“Kebijakan ini akan banyak menuai pro dan kontra di masyarakat, misalnya terkait dengan tindak pidana khusus korupsi, pencucian uang, terorisme, pelanggaran HAM berat dan lain-lain yang dianggap akan melemah jika dimasukkan dalam RUU KUHP,” demikian keterangan Aliansi Reformasi KUHP, yang diwakili Supriyadi Widodo Eddyono, Direktur Eksekutif ICJR, Senin (2/3).
Namun anehnya, kata Supiyadi, di sisi lain pemerintah justru mendorong tindak pidana baru yang berkembang di luar KUHP. Di tahun 2015 ini dalam Prolegnas, pemerintah mendorong pembahasan rancangan undang-undang tentang Informasi Teknologi (ITE) dan rancangan Undang-Undang Larangan Minuman beralkohol.
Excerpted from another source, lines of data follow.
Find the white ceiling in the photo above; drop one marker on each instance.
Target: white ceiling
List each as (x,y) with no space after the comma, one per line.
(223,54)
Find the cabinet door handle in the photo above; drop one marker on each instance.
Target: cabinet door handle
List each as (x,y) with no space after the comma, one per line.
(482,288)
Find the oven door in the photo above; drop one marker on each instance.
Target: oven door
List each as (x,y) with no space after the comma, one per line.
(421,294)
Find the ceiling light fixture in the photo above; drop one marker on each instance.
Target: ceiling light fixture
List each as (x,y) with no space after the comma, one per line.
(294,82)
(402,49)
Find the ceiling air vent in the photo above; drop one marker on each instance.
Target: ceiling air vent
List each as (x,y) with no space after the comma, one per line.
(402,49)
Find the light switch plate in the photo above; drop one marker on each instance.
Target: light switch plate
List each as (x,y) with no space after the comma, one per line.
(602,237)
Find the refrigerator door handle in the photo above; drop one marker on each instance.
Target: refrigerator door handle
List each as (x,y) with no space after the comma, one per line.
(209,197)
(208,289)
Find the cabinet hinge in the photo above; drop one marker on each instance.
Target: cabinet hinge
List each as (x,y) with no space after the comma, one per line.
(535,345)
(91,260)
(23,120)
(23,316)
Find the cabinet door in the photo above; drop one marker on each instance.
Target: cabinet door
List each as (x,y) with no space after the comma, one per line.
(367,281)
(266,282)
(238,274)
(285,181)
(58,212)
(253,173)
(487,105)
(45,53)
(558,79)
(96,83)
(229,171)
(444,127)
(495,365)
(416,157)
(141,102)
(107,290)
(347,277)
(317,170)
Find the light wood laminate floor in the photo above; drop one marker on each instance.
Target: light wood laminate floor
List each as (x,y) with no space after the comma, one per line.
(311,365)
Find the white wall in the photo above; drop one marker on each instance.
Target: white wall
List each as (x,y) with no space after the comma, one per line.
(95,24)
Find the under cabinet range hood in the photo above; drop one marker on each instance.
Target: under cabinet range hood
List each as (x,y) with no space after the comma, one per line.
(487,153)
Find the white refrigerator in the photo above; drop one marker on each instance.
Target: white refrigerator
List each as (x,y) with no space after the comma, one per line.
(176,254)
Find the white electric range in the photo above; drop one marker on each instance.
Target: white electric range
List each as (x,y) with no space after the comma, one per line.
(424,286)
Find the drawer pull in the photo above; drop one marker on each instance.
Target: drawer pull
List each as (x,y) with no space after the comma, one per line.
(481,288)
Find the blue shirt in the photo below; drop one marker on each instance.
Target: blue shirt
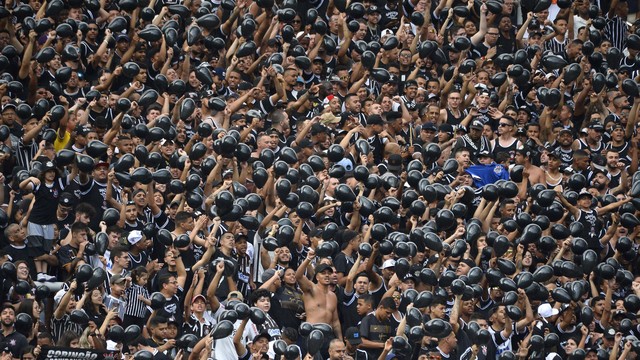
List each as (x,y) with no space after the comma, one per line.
(487,174)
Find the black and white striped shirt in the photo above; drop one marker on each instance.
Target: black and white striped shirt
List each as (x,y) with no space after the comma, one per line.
(60,326)
(556,46)
(616,31)
(136,307)
(25,153)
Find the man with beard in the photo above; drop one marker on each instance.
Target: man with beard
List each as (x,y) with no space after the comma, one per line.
(473,141)
(532,174)
(589,218)
(93,190)
(9,336)
(619,141)
(506,142)
(593,142)
(320,303)
(615,168)
(73,91)
(562,147)
(601,182)
(353,106)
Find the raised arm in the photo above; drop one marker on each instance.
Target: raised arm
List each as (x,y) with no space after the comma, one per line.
(305,284)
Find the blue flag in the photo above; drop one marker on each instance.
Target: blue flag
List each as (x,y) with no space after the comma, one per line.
(487,174)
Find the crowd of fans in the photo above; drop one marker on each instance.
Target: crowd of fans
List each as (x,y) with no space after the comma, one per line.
(320,179)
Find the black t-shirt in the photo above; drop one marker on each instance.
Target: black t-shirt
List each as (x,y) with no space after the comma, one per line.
(95,193)
(44,210)
(343,263)
(348,310)
(21,253)
(16,343)
(286,305)
(172,309)
(223,287)
(375,330)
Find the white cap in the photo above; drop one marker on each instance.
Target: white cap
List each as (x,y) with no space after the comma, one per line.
(388,263)
(134,237)
(546,310)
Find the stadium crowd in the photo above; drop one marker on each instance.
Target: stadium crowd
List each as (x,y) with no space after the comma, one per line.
(319,179)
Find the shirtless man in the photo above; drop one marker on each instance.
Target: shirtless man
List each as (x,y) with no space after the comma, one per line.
(320,303)
(531,174)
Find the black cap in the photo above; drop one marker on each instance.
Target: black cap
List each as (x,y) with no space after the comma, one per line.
(477,124)
(375,120)
(353,336)
(317,129)
(429,126)
(395,162)
(66,199)
(373,9)
(410,83)
(446,128)
(595,125)
(323,267)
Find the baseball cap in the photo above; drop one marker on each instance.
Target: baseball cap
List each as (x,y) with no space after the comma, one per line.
(353,336)
(9,105)
(524,151)
(66,199)
(584,192)
(374,120)
(485,153)
(409,276)
(429,126)
(49,165)
(373,9)
(199,296)
(318,129)
(468,262)
(235,295)
(395,162)
(477,124)
(81,130)
(610,333)
(305,143)
(263,334)
(410,83)
(117,279)
(245,85)
(388,263)
(267,274)
(386,32)
(553,356)
(447,128)
(323,267)
(329,118)
(595,125)
(134,237)
(546,310)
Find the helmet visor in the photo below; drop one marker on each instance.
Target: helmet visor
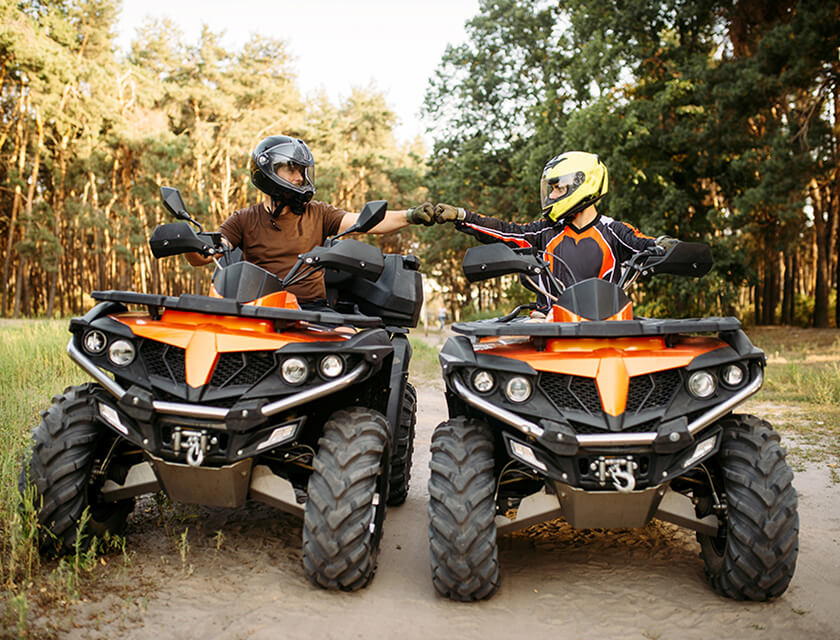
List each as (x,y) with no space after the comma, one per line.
(290,165)
(295,174)
(554,188)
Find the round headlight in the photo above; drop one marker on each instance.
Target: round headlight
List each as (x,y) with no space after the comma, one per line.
(121,353)
(701,384)
(294,370)
(518,389)
(483,381)
(331,366)
(94,342)
(732,375)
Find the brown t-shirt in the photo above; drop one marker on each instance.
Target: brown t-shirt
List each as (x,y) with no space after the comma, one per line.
(275,247)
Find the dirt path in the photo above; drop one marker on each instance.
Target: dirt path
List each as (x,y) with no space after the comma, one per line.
(556,582)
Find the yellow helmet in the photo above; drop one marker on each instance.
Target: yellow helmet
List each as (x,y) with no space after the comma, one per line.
(570,183)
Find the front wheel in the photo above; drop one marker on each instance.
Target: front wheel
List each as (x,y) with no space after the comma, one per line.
(345,508)
(754,555)
(59,464)
(462,528)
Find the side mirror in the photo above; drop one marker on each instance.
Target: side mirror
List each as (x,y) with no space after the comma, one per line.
(372,214)
(174,238)
(494,260)
(693,259)
(174,203)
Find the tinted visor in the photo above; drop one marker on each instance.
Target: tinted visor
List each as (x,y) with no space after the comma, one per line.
(555,188)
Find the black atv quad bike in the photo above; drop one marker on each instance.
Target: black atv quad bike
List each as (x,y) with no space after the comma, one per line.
(241,394)
(608,421)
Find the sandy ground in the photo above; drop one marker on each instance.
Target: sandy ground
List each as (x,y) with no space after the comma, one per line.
(556,582)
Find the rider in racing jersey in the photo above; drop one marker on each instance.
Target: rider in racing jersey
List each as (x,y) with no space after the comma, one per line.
(578,242)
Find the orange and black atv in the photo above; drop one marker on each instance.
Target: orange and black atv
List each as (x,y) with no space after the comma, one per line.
(242,394)
(606,420)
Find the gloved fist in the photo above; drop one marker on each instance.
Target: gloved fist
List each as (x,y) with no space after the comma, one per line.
(421,214)
(448,213)
(663,243)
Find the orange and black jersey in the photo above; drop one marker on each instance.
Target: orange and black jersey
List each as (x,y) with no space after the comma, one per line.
(595,251)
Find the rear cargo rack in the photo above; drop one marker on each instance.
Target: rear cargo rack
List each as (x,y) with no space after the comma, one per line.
(596,328)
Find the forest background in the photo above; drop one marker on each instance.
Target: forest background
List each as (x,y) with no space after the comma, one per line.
(719,122)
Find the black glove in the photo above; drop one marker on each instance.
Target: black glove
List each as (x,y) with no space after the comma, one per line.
(448,213)
(421,214)
(663,243)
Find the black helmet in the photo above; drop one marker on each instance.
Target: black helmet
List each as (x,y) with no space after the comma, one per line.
(283,150)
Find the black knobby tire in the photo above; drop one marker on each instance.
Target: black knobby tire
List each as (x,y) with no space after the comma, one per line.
(754,556)
(345,507)
(59,465)
(403,448)
(462,528)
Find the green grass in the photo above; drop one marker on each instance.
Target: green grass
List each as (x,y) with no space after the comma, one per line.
(803,373)
(33,368)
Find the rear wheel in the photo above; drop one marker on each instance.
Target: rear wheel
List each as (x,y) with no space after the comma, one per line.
(345,508)
(59,464)
(462,528)
(403,448)
(754,555)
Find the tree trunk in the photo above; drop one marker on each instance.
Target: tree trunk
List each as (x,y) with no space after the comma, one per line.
(22,282)
(822,227)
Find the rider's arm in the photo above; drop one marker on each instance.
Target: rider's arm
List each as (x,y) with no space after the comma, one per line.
(629,239)
(393,221)
(487,229)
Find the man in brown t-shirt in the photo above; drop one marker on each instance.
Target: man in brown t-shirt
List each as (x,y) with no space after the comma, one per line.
(288,222)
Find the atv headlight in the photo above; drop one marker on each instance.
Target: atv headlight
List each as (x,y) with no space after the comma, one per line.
(94,342)
(733,375)
(331,366)
(701,384)
(121,353)
(518,389)
(483,381)
(294,370)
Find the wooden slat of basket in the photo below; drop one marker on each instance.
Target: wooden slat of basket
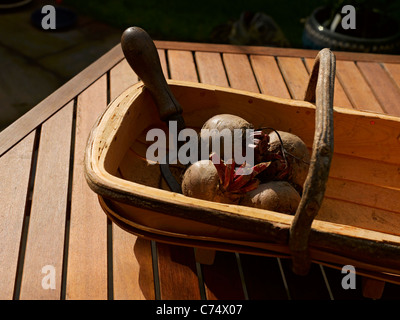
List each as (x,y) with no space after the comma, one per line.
(15,167)
(46,234)
(87,252)
(296,78)
(132,257)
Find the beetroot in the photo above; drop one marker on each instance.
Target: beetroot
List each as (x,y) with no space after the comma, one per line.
(279,196)
(296,153)
(214,180)
(224,123)
(275,181)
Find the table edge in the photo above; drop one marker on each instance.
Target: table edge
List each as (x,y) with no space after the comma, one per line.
(28,122)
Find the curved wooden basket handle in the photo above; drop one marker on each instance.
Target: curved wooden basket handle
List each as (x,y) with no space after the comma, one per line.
(141,54)
(319,90)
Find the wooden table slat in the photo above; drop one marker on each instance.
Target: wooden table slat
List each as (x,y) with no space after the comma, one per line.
(87,272)
(225,265)
(269,77)
(132,257)
(239,71)
(385,90)
(356,88)
(340,98)
(295,74)
(15,167)
(46,234)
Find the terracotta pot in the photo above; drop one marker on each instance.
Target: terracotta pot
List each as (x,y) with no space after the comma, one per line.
(316,36)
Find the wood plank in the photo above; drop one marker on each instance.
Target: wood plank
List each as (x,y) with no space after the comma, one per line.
(176,265)
(87,252)
(295,74)
(211,69)
(222,278)
(240,74)
(263,278)
(15,167)
(182,65)
(50,105)
(273,51)
(46,234)
(177,272)
(308,287)
(365,194)
(340,98)
(132,267)
(394,71)
(385,90)
(132,259)
(356,88)
(121,78)
(269,77)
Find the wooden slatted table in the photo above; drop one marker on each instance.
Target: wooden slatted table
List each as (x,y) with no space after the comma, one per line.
(51,223)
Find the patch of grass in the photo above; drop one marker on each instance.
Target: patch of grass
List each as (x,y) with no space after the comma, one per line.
(194,21)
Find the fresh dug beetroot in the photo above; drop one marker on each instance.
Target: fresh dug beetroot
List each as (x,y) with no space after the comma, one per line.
(296,154)
(214,180)
(279,196)
(220,123)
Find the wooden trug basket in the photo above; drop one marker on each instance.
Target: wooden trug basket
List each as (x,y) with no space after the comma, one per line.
(349,217)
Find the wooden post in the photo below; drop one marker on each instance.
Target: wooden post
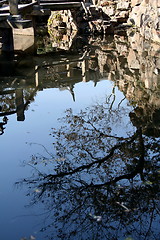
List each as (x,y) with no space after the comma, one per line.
(20,105)
(13,5)
(7,40)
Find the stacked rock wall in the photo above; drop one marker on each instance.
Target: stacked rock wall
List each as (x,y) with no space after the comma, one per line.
(144,14)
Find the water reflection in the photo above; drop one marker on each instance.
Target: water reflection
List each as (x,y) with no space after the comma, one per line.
(102,179)
(102,182)
(129,61)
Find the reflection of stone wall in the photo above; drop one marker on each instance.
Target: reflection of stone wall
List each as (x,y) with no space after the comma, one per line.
(134,66)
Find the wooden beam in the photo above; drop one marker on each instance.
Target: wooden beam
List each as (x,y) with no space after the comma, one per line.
(13,7)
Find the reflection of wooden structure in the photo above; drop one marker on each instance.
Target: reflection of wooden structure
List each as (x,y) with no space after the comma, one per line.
(18,103)
(14,16)
(68,72)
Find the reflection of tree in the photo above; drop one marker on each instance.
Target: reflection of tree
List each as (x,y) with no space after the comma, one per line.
(103,180)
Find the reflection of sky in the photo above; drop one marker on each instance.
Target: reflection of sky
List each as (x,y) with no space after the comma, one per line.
(39,119)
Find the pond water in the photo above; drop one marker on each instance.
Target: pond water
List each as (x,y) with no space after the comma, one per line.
(80,137)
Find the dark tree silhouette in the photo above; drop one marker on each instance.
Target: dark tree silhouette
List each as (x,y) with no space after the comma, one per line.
(102,179)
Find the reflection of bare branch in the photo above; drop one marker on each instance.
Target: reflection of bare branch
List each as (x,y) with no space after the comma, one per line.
(98,162)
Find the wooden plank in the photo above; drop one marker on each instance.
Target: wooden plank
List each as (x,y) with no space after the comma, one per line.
(60,5)
(21,7)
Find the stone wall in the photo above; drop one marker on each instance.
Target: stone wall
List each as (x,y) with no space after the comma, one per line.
(144,14)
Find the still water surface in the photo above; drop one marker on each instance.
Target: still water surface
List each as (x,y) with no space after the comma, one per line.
(112,118)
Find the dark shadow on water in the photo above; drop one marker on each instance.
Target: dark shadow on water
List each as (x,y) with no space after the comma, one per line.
(99,184)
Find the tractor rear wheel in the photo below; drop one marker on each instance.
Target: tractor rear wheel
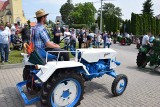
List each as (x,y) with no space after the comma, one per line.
(64,89)
(119,84)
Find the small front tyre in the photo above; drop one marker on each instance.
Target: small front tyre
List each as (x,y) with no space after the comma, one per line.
(119,84)
(63,90)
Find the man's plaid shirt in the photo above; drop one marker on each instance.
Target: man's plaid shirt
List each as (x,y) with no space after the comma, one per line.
(40,36)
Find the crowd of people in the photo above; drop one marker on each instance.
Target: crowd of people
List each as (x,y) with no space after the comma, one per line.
(41,38)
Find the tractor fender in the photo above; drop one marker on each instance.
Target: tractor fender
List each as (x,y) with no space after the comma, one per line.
(47,70)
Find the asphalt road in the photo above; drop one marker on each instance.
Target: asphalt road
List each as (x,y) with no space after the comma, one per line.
(143,88)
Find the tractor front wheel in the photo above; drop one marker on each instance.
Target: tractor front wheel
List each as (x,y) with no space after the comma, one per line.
(141,60)
(119,84)
(65,89)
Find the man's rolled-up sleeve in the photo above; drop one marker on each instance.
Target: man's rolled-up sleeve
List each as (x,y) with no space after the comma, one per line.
(44,36)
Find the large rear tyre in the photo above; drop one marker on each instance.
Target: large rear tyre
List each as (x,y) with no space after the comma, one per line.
(141,60)
(26,73)
(32,86)
(119,84)
(65,89)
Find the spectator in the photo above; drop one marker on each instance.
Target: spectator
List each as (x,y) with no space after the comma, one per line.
(80,38)
(73,38)
(104,39)
(4,43)
(57,33)
(7,28)
(85,41)
(25,34)
(67,35)
(89,40)
(98,40)
(108,41)
(41,38)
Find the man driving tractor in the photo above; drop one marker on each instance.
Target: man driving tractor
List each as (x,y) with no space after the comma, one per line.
(41,38)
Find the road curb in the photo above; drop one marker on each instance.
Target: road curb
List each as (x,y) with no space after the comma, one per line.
(9,66)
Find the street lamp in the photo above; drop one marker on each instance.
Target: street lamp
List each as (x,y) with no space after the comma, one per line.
(101,15)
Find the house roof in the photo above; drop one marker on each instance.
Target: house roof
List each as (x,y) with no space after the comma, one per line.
(3,4)
(32,24)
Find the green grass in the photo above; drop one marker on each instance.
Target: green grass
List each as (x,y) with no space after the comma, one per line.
(14,57)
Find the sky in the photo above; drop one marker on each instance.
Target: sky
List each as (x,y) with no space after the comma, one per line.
(53,6)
Kedua RUU ini memiliki banyak tindak pidana baru maupun tindak pidana revisi.
Dalam RUU perubahan UU ITE, dalam pasal Pasal 27 A, Pasal 27 B, Pasal 27 C, Pasal 27 D, dan Pasal 27 E, Pasal 31, baik tentang melanggar kesusilaan, menyerang kehormatan atau nama baik permainan judi, menguntungkan diri sendiri atau orang lain secara melawan hukum, ancaman pembeberan informasi dan lain sebagainya.
“Aliansi melihat paling tidak ada sekitar 30 tindak pidana baru atau tindak pidana revisi dalam RUU tersebut,” ujar Supriyadi.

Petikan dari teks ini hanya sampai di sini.